Parliament of Malawi Passes Cannabis Bill
Malawi has become the last country in southern Africa to relax laws against the cultivation and sale of cannabis, making it legal in the production of drugs and hemp fibers used in industry.
Malawi's parliament passed Thursday a bill that legalizes the cultivation and processing of cannabis for these two uses, but that does not decriminalize recreational use. Agriculture Minister Kondwani Nankhumwa has tabled the bill.
A growing number of countries around the world are legalizing or relaxing the laws on cannabis, also known as marijuana, as attitudes toward the drug change. Among them, several countries in southern Africa, and more recently Zambia, which legalized production for export in December.
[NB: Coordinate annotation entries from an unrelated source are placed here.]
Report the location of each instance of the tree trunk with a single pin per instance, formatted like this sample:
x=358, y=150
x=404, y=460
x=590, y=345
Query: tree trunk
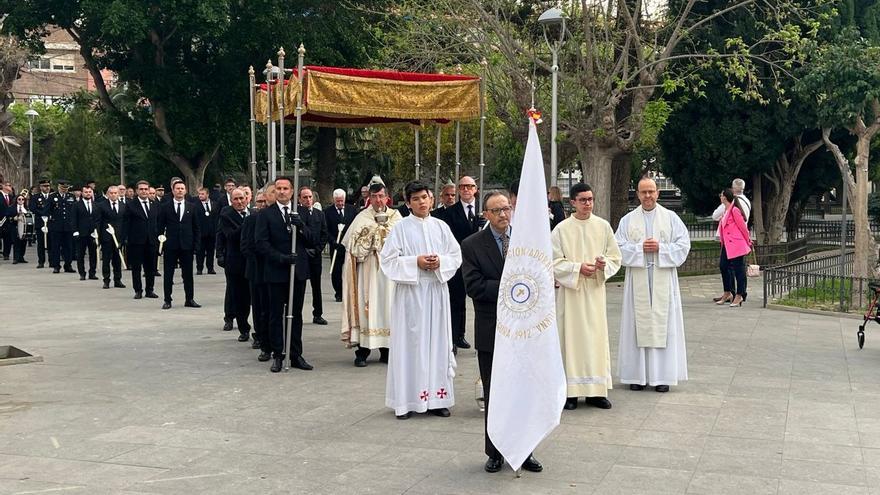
x=325, y=165
x=598, y=174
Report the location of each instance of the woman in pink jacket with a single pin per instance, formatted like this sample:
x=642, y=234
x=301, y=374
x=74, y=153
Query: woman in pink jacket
x=736, y=243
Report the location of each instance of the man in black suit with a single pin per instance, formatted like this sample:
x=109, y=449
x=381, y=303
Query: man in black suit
x=112, y=212
x=140, y=238
x=273, y=241
x=314, y=220
x=338, y=217
x=88, y=217
x=482, y=265
x=62, y=224
x=231, y=221
x=253, y=272
x=208, y=216
x=39, y=206
x=462, y=220
x=176, y=220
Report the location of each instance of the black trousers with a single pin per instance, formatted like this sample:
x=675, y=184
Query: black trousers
x=205, y=254
x=457, y=304
x=315, y=281
x=277, y=299
x=110, y=256
x=42, y=240
x=8, y=234
x=86, y=245
x=733, y=273
x=142, y=257
x=336, y=274
x=61, y=246
x=484, y=359
x=260, y=312
x=171, y=258
x=18, y=247
x=241, y=300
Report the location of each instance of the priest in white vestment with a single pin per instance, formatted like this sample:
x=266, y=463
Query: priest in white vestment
x=654, y=243
x=585, y=255
x=366, y=291
x=420, y=256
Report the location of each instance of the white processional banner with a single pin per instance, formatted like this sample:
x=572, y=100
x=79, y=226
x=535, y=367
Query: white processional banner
x=528, y=380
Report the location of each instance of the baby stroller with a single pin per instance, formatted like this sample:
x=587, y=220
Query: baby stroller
x=873, y=312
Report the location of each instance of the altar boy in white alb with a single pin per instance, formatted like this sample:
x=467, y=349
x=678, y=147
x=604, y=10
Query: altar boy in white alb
x=420, y=255
x=654, y=243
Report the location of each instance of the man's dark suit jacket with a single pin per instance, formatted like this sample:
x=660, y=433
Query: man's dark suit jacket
x=333, y=219
x=230, y=224
x=137, y=228
x=85, y=223
x=207, y=224
x=273, y=244
x=481, y=268
x=180, y=234
x=109, y=217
They follow Lesotho, which became the first country in the region to legalize cannabis for medical purposes in 2017, and Zimbabwe. South Africa, for its part, has decriminalized personal domestic use and is in the process of lifting the ban on commercial cultivation of the plant.
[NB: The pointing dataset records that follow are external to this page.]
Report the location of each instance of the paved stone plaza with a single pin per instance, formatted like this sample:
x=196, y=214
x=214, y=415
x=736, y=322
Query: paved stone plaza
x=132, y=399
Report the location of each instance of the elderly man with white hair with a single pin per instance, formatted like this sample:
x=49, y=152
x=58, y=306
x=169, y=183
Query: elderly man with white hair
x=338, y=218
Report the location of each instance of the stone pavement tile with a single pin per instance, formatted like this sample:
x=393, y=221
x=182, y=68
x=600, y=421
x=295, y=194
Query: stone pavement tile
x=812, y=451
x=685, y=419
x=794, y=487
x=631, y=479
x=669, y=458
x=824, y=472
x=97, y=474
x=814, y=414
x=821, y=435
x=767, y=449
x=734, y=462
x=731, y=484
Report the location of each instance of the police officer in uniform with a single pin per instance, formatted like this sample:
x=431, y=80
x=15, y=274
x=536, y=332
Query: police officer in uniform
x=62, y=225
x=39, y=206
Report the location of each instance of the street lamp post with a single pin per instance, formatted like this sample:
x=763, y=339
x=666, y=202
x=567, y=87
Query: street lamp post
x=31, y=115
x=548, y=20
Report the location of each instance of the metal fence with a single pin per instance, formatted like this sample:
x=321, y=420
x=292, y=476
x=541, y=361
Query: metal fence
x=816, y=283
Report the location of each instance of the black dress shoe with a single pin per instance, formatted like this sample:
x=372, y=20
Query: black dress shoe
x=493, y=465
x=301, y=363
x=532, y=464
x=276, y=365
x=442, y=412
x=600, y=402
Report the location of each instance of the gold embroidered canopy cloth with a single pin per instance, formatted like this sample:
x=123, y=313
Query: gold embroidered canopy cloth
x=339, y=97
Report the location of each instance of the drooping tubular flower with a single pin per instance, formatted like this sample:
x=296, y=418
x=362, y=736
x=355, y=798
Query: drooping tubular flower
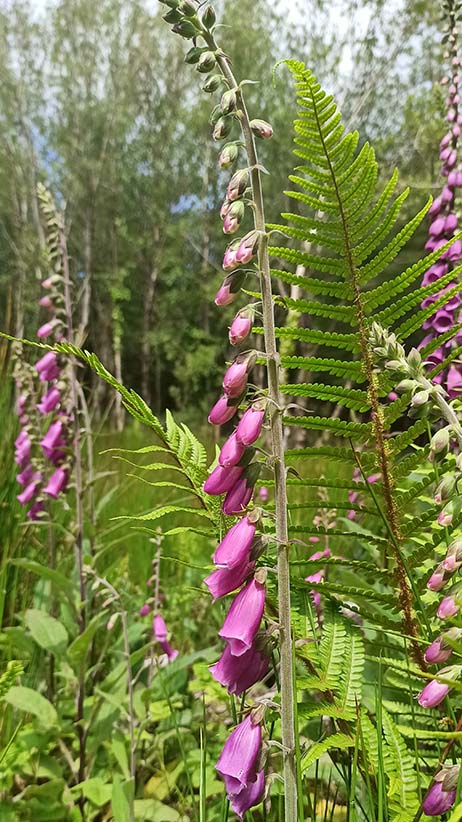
x=244, y=616
x=434, y=692
x=238, y=673
x=238, y=762
x=443, y=224
x=442, y=793
x=159, y=630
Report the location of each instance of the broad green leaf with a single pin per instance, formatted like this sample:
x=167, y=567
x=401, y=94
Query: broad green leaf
x=47, y=631
x=31, y=702
x=120, y=799
x=79, y=647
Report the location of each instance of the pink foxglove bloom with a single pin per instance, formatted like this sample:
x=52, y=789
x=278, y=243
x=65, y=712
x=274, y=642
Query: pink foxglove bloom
x=238, y=673
x=222, y=479
x=433, y=694
x=57, y=483
x=232, y=451
x=438, y=651
x=239, y=757
x=437, y=800
x=436, y=581
x=229, y=258
x=448, y=607
x=53, y=435
x=23, y=449
x=222, y=411
x=35, y=510
x=241, y=326
x=235, y=378
x=30, y=491
x=159, y=628
x=435, y=206
x=238, y=497
x=250, y=425
x=49, y=400
x=249, y=797
x=26, y=475
x=225, y=580
x=243, y=618
x=455, y=251
x=235, y=545
x=454, y=382
x=450, y=223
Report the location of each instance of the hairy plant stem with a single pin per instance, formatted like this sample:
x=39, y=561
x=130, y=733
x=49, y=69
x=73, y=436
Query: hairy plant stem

"We are very pleased to finally take the right steps to advance the country's economy," Chauncy Jere, director of Ikaros Africa, one of two companies that conduct industrial hemp trials in the center, told Reuters. from Malawi.
"There's no question that cannabis is a lucrative industry and the demand is huge," said Jere, who is the spokesperson for the Malawi Hemp Association.
Tobacco, a drug which scientists say is far more addictive and ruinous to health than cannabis, has been Malawi's main source of foreign exchange since independence from Britain in 1964.